Du XVIIe siècle au milieu du XXe siècle
Un ouvrage de 1617 conservé à la Bibliothèque Bodléienne suggère que les ancêtres de ces poneys sont alors connus sous le nom de Irish Hobbies[2]. Au XVIIe siècle, il sert de poney de bât, transporte la tourbe, et tracte des attelages légers. En 1756, Isaac Ware, observant ces poneys, suppose qu'il s'agit d'Asturcóns importés depuis l'Espagne[2].
Les guerres napoléoniennes entraînent une forte exportation de la race pour le bât ou la traction, et au début du XXe siècle, la Première Guerre mondiale concorde également avec des exportations réduisant le nombre de ces poneys[3] - [2]. Le Kerry bog reste employé par les tourbiers[4] ainsi que l'atteste un observateur en 1962[2], mais la motorisation des transports réduit la nécessité de son utilisation, tout comme la concurrence des ânes importés. La Seconde Guerre mondiale et les famines n'arrangent pas sa situation, les poneys sont même pris pour cible par des tireurs[7]. Les effectifs déclinent régulièrement jusqu'à ce que le sort de ces animaux attire l'attention de l'analyste ADN John Mulvihill, habitant de Glenbeigh, dont le père et le grand-père travaillaient avec des poneys[4].
Sauvegarde
John Mulvihill entreprend un élevage sélectif dans les années 1990[6] en partant d'un troupeau de deux étalons, sept juments et cinq hongres rapatriés depuis les montagnes voisines[3]. Grâce à une analyse ADN, il découvre que ce poney possède un héritage génétique unique[7], puis fait reconnaître son étalon alezan aux crins lavés Flashy Fox (« Renard voyant »). Le Kerry bog attire d'autres amoureux de la race qui se regroupent en association en 1994 et parviennent à le sauver de justesse, alors qu'il ne reste qu'une vingtaine[3] ou une quarantaine[7] d'individus.

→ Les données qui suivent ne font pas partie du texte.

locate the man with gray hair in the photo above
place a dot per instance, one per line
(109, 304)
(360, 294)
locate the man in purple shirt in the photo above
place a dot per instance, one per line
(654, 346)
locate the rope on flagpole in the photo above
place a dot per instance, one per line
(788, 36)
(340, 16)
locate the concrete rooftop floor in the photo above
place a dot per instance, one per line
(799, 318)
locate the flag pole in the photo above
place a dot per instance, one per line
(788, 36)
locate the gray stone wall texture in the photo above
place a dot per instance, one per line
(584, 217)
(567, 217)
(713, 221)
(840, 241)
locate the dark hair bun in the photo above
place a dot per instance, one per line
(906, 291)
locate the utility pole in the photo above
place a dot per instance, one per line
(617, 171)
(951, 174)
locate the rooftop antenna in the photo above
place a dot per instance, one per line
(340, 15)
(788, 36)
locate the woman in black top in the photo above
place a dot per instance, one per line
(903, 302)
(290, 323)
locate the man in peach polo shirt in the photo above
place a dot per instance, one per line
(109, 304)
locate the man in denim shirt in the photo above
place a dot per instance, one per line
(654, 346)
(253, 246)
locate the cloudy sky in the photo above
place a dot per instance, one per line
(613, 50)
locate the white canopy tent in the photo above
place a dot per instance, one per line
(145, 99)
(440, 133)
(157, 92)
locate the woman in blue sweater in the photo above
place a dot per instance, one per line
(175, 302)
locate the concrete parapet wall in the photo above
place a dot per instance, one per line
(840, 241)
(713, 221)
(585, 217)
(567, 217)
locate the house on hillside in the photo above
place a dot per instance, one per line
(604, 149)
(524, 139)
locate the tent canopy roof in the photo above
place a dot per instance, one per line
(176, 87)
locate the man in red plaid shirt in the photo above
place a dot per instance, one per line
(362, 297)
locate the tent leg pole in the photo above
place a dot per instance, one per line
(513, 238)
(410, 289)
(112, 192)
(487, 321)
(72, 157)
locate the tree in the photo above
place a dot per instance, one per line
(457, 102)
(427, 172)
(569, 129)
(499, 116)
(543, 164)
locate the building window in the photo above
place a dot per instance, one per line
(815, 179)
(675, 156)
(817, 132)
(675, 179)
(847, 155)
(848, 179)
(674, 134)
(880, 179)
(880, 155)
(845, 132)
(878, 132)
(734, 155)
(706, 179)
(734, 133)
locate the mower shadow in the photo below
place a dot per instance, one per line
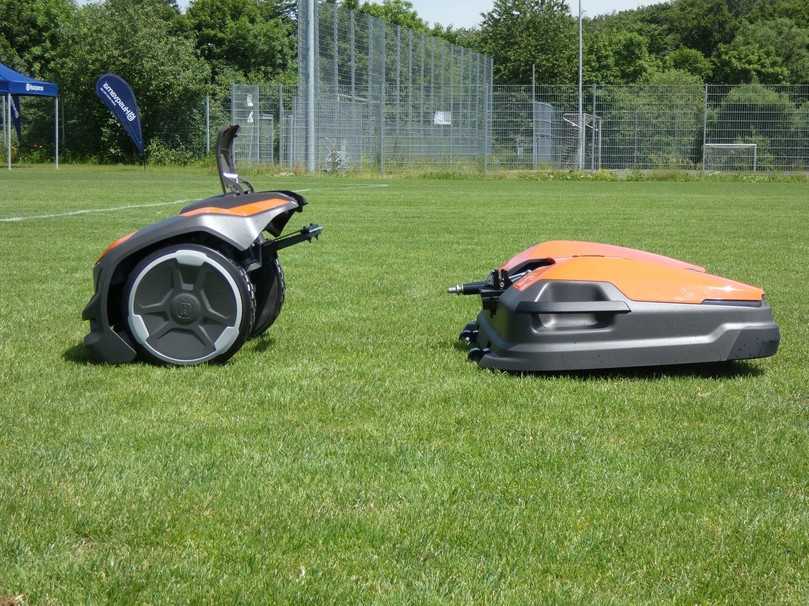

La reconnaissance du Kerry bog comme patrimoine culturel irlandais est obtenue par John Flynn, de l'association des races rares, et marque la fin du sauvetage de ces poneys[3]. Grand raceur, l'étalon Flashy Fox a donné naissance à 140 poulains, permettant de réellement sauver le Kerry bog. Le , le président irlandais Michael D. Higgins est venu en personne remettre le prix patrimonial aux poneys et à leur principal éleveur, John Mulvihill, à Killarney[8].
Description
Il est d'une taille plus réduite que le Connemara, une autre race de poney irlandaise, et son apparence diffère puisque par sa taille et son apparence, il est plus proche du poney Shetland. L'impression d'ensemble est celle d'un poney compact et robuste[1].
Morphologie
Le standard morphologique de la race a été établi en 1994, et révisé le [9]. La hauteur au garrot va d'environ 1 m à 1,20 m. Les juments doivent toiser de 1,02 m à 1,12 m et les mâles peuvent aller jusqu'à 1,17 m pour être enregistrés chez la race[9].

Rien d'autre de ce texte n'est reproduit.